Die Jugend ward daher zusammengetrieben und mußte Tag und Nacht in den Lehrstunden aushalten; da gab es keine einzige Wissenschaft, über die nicht etwas Weniges wäre gelehrt worden und von der die Schüler nicht etwas begriffen hätten. Um das ganze Werk desto schneller umzutreiben, hatte man den Staatskniff gebraucht, auch unwissende Leute zu Lehrern anzusetzen, damit diese doch eine Gelegenheit fänden, von denen Sachen etwas zu lernen, über die sie Unterricht ertheilten.

Man sah auch bald die Früchte dieser weisen 78 Einrichtung. Es war kein zehnjähriger Knabe in Schilda, der nicht auswendig herzusagen wußte, was Menschheit und Aufklärung sey, warum die Monarchie zu verwerfen, die Republiken im Gegentheil anzuempfehlen seyen, was Bürgerpflicht auf sich habe, und dergleichen mehr. In Quinta urtheilte man über die großen Heroen des Alterthums ab, und in Quarta fing man schon an, die Existenz Gottes und der Tugend zu bezweifeln.

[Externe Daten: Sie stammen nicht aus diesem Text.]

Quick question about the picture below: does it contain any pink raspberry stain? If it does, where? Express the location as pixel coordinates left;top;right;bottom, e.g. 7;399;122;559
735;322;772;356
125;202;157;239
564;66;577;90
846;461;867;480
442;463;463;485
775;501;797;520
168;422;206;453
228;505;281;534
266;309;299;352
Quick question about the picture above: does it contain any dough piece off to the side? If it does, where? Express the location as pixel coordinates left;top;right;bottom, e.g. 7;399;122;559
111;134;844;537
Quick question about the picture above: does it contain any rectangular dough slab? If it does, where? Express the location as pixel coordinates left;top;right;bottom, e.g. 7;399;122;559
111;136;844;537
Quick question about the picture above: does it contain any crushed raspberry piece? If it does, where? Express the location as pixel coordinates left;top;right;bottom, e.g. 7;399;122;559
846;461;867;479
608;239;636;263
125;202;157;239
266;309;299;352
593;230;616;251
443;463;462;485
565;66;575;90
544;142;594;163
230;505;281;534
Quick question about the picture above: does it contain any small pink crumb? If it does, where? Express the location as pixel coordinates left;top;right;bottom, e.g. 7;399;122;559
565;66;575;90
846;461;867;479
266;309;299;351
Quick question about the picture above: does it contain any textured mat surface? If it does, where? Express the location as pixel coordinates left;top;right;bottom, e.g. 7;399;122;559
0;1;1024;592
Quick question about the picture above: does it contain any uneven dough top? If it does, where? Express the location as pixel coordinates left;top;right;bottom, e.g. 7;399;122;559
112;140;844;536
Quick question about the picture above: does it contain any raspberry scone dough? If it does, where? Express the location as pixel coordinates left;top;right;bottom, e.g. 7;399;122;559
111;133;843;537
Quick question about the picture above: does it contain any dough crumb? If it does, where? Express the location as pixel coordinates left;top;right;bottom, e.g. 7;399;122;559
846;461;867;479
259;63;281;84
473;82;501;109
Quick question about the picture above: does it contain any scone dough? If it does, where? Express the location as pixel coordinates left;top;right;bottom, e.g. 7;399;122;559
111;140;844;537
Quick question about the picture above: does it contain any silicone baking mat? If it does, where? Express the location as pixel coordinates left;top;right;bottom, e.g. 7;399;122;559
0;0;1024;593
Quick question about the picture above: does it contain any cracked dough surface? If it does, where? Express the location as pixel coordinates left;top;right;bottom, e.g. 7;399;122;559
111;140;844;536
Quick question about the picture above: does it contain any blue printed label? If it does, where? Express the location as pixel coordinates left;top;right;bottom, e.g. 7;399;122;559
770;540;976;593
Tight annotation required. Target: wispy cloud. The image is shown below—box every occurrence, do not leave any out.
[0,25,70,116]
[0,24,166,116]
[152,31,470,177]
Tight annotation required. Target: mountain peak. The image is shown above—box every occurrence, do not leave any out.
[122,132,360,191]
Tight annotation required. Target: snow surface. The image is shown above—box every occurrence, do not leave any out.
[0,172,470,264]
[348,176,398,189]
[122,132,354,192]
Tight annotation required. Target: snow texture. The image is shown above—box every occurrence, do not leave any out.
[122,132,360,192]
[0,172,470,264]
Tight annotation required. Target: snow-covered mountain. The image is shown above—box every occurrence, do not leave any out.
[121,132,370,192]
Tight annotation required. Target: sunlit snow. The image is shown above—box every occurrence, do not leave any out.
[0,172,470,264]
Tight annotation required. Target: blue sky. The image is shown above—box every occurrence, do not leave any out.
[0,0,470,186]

Dann fing man schnell an verliebt zu werden und Metaphysik zu treiben, und so wurde man zwar nach und nach, aber doch immer schnell genug, ein heller Kopf und großer Mann. Ja, als die Zeit am Ende so genau zugeschnitten war, daß man jede Minute sparen mußte, so brachte ein Vater manchmal seinen Sohn in die Schule, und wenn er ihn nicht abmüßigen konnte, wartete er indessen draußen eine halbe Stunde, bis er ihn als vollendeten Gelehrten zurückempfing.

Man hatte, um dieses durchzusetzen, eine sehr heilsame Encyklopädie der Encyklopädie erfunden, die kompendiöseste Bibliothek aus der kompendiösen Bibliothek. Wenn man einen jungen Menschen in die Lehre bekam, so brachte man ihm zu allererst eine große Verachtung gegen viele Wissenschaften bei, dann ein festes Zutrauen zu sich selber, und den Glauben, daß die übrigen Menschen nur Dummköpfe gegen ihn wären, war diese Medicin vorangeschickt, so ward es einem solchen nachher leicht, es bis zu einer merklichen Originalität zu treiben, um nach wenigen Wochen ein fast zu großer und genievoller Mann zu werden.

Dies ist die Auflösung von dem, was Vielen als ein Räthsel, oder gar als eine fabelhafte Tradition vorgekommen ist, daß man nämlich in der Schule zu 79 Schilda Alles, und zwar in einer sehr kurzen Zeit, habe erlernen können.